Ok, since I have like four mcs in my novel, I want to show the story from all of their points of view. Which would be easy enough, if they were together through the majority of the novel. In the first novel of the series, they don't start working together until near the end. Also they are born near the beginning of the novel, and its ending is when they are in their early twenties. So I was thinking about doing it like this, in chapter A I would show a few years of Character A's life and then in chapter B I woud show charater B's life for a few years. So on and so forth until they meet up. Though I have a couple worries about doing this. One is that it might end up reading like four different stories put together. The other one is that like for example, chapter A and chapter B would be happening in the same time frame. They would both be showing the same five or so years of their respictive character's life. Now I wouldn't be really repeating the same stuff, since they're in different areas, but I'm worried about confusing the reader. Also I might have to include the time and date at the beginning of each chapter. So what do you guys think of this idea.
Robert Silverberg's The Book of Skulls is set up in this manner. Four MC's, each chapter told from the POV of one of the MC's. It worked really well. Like so many things, it's all in the execution. In Silverberg's book, each change of POV and associated chapter change had a reason. It wasn't just, "Ok, I'm done talking with this guys brain, time for the next one." See?
I'd avoid stamping each chapter with a date, personally, although I have seen that on occasion. I'd prefer to synchronize mores subtly, for example by events observable by more than one character. It might be world events in a modern setting, or a major storm's arrival. Once the reader is aware that you replay the timeline from different perspective, the cues can be more subtle; a scuffle in a tavern heard in passing by one character, another character in an earlier or later chapter is involved in that fight, etc. In the novel I'm working on, the action is linear for each of the main characters, but chapters alternate between the distant past for an extremely long-lived character to a time in our future for other characters, until their lives intersect in that future. The context makes the time jumps very apparent without using dates - in fact, the earliest times aren't even reckoned in terms of any modern calendar.

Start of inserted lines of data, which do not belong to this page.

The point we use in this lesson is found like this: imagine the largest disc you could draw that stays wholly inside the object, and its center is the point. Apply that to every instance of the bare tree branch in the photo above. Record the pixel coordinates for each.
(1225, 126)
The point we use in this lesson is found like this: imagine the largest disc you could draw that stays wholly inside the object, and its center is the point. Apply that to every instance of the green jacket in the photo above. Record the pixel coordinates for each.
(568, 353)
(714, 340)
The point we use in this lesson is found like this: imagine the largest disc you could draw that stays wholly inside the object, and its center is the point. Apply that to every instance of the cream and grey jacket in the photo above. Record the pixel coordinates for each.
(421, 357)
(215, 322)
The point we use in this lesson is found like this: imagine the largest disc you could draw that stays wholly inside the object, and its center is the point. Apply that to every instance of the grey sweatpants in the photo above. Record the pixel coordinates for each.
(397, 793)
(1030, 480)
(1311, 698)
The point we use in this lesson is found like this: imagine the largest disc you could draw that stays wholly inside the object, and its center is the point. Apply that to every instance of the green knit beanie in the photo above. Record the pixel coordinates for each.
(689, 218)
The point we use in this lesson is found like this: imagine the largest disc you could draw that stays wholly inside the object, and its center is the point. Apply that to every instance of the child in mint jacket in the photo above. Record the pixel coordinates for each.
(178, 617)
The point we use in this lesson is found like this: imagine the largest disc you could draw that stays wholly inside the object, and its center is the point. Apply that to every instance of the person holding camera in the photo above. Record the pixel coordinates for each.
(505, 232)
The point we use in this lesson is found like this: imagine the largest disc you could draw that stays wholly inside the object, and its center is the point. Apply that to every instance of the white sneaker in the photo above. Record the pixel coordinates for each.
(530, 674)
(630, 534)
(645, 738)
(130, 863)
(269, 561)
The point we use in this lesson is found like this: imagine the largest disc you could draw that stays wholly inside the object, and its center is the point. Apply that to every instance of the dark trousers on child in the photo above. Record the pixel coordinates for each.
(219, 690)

When the timelines converge, I will be using events to synchronize the characters. Besides, events are easier for the reader to keep track of than dates and times.
Absolutely. And for the love of Sliced Bread, don't make me refer to a table or a chart of times, dates, names, or places. I see that in a book, the book goes back on the shelf at Borders, unpurchased.
I never thought about that. I too have a novel that has a few different MC's, although their's really only one primary MC that the stories plot is built around while the other MC's are directly connected.